Às vezes, penso que não aconteceu nada do que aconteceu ali naquele fim de noite de sexta e início da madrugada de sábado. Foi surreal. Tenho a impressão de que posso ter inventado; mas não inventei, não.

Aconteceu.

Vou tentar descrever o cenário.

O enorme salão do tradicional restaurante vazio e às escuras. Ou melhor, quase vazio e quase às escuras. Só havia iluminação em dois pontos. À esquerda de quem entrasse ali àquela hora, veria uma fileira de garçons junto ao balcão e o caixa, contrariados, aflitos e silenciosos. Ao fundo, quebrava a penumbra a luz sobre a mesa onde se encontravam meia-dúzia de ‘gatos pingados’. Eu, inclusive.

O pessoal da Casa já havia tentado para abreviar nossa estadia por ali.
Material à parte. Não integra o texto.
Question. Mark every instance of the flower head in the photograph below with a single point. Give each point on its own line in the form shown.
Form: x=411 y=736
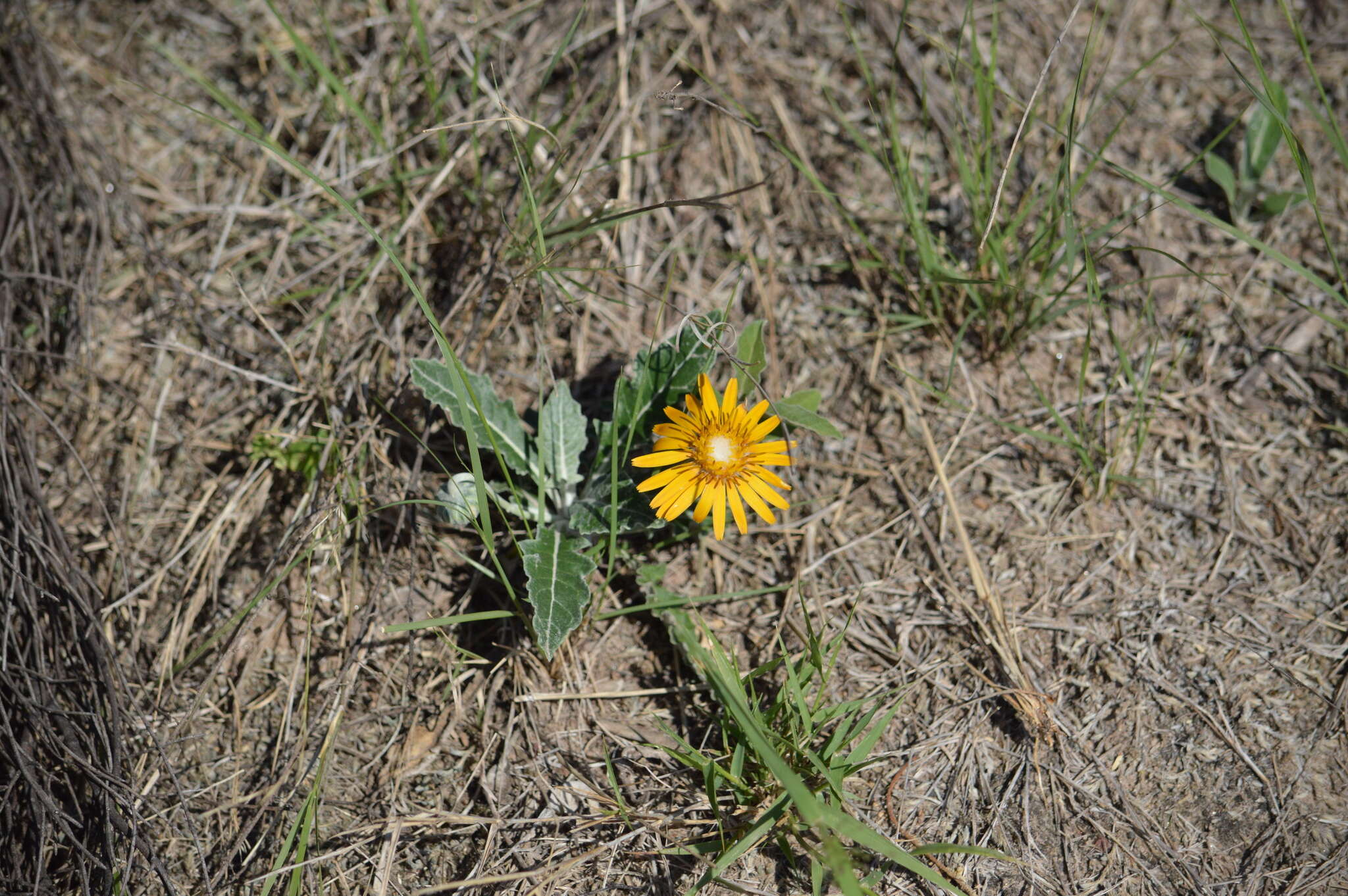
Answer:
x=717 y=460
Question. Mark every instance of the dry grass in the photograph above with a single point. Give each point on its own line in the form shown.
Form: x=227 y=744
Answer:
x=1135 y=687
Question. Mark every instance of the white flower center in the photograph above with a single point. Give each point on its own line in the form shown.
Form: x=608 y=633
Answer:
x=721 y=449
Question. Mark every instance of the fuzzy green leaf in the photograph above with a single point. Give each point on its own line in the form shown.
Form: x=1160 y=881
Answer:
x=459 y=500
x=800 y=410
x=492 y=419
x=561 y=437
x=590 y=515
x=1222 y=174
x=1280 y=203
x=662 y=376
x=1264 y=134
x=750 y=348
x=556 y=569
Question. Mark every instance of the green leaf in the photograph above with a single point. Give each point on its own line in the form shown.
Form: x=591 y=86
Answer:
x=590 y=515
x=1280 y=203
x=459 y=500
x=557 y=589
x=800 y=410
x=1222 y=174
x=561 y=438
x=1264 y=134
x=750 y=348
x=491 y=418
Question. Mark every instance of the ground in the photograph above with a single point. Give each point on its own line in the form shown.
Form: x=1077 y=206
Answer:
x=1089 y=527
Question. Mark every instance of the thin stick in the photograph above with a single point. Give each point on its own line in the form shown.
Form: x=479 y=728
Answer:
x=1044 y=73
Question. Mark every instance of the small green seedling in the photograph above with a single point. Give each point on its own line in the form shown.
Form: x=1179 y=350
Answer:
x=1245 y=187
x=301 y=455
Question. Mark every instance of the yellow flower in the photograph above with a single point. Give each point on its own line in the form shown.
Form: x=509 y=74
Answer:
x=717 y=460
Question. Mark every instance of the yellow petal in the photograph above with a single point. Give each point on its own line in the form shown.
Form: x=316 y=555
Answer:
x=660 y=459
x=675 y=489
x=769 y=476
x=719 y=511
x=756 y=503
x=704 y=387
x=704 y=505
x=755 y=415
x=738 y=510
x=733 y=389
x=681 y=503
x=663 y=478
x=764 y=429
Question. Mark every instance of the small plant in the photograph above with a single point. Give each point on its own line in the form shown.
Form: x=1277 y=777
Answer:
x=1243 y=186
x=569 y=480
x=301 y=455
Em outras palavras, os senhores ali queriam mesmo era nos expulsar e fechar o recinto. Tiraram as toalhas das mesas, subiram as cadeiras, andaram em rodopios retirando os pratos da nossa mesa; os copos, não, pois não os largávamos.

Chegaram a dizer – golpe baixo – que o chopp havia acabado.

— Que venha cerveja, então, saudou o Nasci.

Vieram duas garrafas prontamente sorvidas e aí – outro golpe baixo – passaram a nos servir cerveja quente. O que, diga-se, só aumentou a ira do Nasci que, à essa hora, discorria sobre os filmes do Truffaut que ele nunca assistiu.

Não tínhamos noção das horas. Nos divertíamos – e ponto.

Lá pelas tantas apareceu um senhor de expressão amarfanhada, como se o tivessem tirado da cama. Tinha cara de poucos amigos e já entrou bronqueando com os funcionários. Alguém dali havia ligado para o tal, o dono do restaurante, e agora ouvia o sermão. Aliás, todos ouviam.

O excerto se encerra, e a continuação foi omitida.